Sasha Wortzel

In Residence:
December 3, 2019 - December 20, 2019
Discipline:
Visual Art
Country:
United States

Blending documentary and fiction, Sasha Wortzel’s films, installations, and performances excavate narratives of political resistance and mutual aid that have been systematically erased from the official record. Approaching her work through rigorous research, often reworking found footage, text, and materials, gaps in the archive become creative departure points for reimagining historical events and dreaming a new way forward. Wortzel’s work has been presented and exhibited nationally and internationally at the Museum of Modern Art, New Museum, Brooklyn Museum, The Kitchen, BAMcinématek, DOC NYC, New York; Hirshhorn Museum and Sculpture Garden, Washington DC; Outfest, Los Angeles, CA; Krannert Art Museum, Champaign, Illinois; Berlinale, Berlin, Germany; S.A.L.T.S, Birsfelden, Switzerland; ICA London, London, England; and Sharjah Film Platform, Sharjah, United Arab Emirates.
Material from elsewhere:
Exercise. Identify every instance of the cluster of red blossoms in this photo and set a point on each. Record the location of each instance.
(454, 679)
Wortzel has been supported by the Sundance Institute, Art Matters, Field of Vision, Queer/Art/Mentorship, and a 2018 NYSCA/NYFA Artist Fellowship in film/video. She has participated in residencies including the Lower Manhattan Cultural Council Workspace Program, Abrons Arts Residency for Visual Artists, Watermill Center, New York; and AIRIE (Artists in Residence in the Everglades), Florida. She is a 2020 studio resident at Oolite Arts, Miami and the spring 2020 artist in residence at the Crisp Ellert Art Museum, St. Augustine, Florida. Her work is in the permanent collections of the Brooklyn Museum and Leslie Lohman Museum of Art. She has been featured in publications including The New York Times, Artforum, Art in America, and New York Magazine.

photo © Shoog Mcdaniel

River of Grass is an essay-style film and installation about the Florida Everglades inspired by Marjory Stoneman Douglas’s book The Everglades: River of Grass (1947). The project examines how Florida’s contemporary landscape of inequity and vulnerability to climate change is historically rooted in the Everglades’ legacies of colonization, drainage and development.